Few types of personalized experiences that can be offered on the website are as follows:
- Recommendations based on a customer’s previously purchased items
- Recommendations based on browsing history, reminding customers of products they’ve shown interest in
- Displaying recommendations/offers related to a previously browsed product or category
In addition to personalization on the web, there is another area that needs to be personalized too – Emails. Listed below are examples of topics that can be used to engage with the customer via personalized emails.
- Sending them offers on recently viewed products and categories
- Reminding visitor about items in their abandoned carts
- Newly launched products
- Targeted Promotions
Near Future: Conversational Commerce
Evolution of Shopping:
From: In store purchases – physically experiencing the touch and feel of the product
To: Online Orders – virtually experiencing the product
And now: Voice Orders – just asking to buy the product
Out of the thousands of things you can do through a voice assistant, shopping is one of them. Voice Shopping revenue is expected to increase to $40 billion by 2022, up from $2 billion today (Source: PR Newswire). The three most commonly shopped categories through voice are: grocery (20%), entertainment (19%) and electronics (17%). Clothing is fourth at 8% (Source: PR Newswire).
There is a tremendous potential to tap into this market for the lifestyle brands too. Just like other sales channels, it is vital to get the strategy right – from identifying the right opportunity, to providing the right messaging, to offering appropriate calls to action. Companies can start by enabling voice search on their existing mobile apps and websites, that will allow customers to search for specific products by just talking to their mobile phone. Outdoor gear and apparel retailer The North Face, saw an increase of 35% in their search conversion rate and a 24% increase in revenue from search, after implementing natural language and voice-enabled search on their European sites (Source: Retail Dive).
Not So Far Future: Augmented Reality
As lifestyle brands gear their digital strategy, it is crucial to address their customer’s pain points both from their brick & mortar stores and their online channels. One of them is being able to try on products to determine the best fit and look. In Brick & Mortar stores, it is frustrating when there is a line for the dressing room at anytime and it even more so during the holiday rush. As a result many customers just give up and don’t purchase or end up buying online, only to find the clothes don’t fit and now they have to return the products. In either case, companies are providing poor customer experience and losing sales.
Thanks to Augmented Reality (the technology that enables superimposing objects like clothing on a person via the mobile phone’s camera), this problem can now be solved with the use of Apple’s ARkit and Google’s ARcore, development platforms for augmented reality. Many apparel and sunglasses companies have virtual try-ons or are working on introducing virtual try-ons for their websites and mobile apps.
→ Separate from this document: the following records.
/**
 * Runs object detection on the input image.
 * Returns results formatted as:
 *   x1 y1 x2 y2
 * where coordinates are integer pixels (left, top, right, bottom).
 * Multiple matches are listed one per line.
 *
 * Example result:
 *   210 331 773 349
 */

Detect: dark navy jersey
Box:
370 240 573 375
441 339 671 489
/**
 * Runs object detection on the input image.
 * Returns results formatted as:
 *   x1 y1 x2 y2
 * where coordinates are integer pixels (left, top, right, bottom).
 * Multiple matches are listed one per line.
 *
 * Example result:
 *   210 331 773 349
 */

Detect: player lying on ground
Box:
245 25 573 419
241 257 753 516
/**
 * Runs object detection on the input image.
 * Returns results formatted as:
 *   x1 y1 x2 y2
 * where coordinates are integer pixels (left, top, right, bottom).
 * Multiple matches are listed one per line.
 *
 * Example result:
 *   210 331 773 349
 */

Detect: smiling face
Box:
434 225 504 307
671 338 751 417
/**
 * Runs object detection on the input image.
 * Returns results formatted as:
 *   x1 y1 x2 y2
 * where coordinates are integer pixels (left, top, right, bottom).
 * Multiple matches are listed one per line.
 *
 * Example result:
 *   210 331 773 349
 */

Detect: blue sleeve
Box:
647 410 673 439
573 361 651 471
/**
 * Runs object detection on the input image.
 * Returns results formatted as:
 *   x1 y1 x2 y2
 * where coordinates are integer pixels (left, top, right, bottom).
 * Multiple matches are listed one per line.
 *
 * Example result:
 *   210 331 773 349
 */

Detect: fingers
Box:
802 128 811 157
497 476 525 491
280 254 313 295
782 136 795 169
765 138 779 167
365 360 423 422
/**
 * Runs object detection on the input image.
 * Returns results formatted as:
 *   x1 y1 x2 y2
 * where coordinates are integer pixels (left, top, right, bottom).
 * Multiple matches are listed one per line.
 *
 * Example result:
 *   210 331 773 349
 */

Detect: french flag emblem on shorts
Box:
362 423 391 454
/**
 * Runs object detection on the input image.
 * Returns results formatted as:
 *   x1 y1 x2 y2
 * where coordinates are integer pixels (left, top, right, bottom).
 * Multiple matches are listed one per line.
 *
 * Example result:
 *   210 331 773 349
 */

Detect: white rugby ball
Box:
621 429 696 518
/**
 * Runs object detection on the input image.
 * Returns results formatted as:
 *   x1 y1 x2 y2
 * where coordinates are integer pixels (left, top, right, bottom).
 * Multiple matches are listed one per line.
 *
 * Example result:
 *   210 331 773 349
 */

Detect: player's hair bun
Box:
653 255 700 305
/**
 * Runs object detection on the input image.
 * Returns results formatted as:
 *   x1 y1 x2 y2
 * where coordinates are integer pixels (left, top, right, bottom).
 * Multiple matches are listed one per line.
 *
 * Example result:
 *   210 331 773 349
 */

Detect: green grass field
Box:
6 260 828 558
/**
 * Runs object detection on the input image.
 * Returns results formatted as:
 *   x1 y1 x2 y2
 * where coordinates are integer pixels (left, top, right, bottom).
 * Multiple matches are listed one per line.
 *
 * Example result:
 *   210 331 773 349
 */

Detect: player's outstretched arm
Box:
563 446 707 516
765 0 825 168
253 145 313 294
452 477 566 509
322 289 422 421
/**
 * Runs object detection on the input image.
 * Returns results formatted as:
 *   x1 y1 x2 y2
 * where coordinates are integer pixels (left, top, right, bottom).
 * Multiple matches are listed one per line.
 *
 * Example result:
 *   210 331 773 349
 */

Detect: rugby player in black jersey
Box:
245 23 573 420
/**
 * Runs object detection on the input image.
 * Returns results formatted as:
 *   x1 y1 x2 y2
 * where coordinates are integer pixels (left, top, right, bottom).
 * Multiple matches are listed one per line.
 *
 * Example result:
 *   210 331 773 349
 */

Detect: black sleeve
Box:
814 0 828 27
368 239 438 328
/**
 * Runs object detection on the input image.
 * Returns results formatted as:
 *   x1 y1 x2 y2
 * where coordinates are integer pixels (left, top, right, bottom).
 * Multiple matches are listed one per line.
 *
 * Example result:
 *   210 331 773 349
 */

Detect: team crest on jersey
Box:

Introducing features like this will help increase the conversion rates on their websites, increase average order values, increase sales and significantly reduce returns.
Companies that have pioneered this technology fall into categories like beauty products (L’Oreal & Sephora), sunglasses (Smith Optics & Ray-Ban), furniture (Pottery Bran, Wayfair, Houzz & IKEA), footwear (Lacoste and Converse) and last, but not the least, Amazon. In addition, Gap, an iconic lifestyle brand, has also announced its plans to introduce virtual dressing rooms.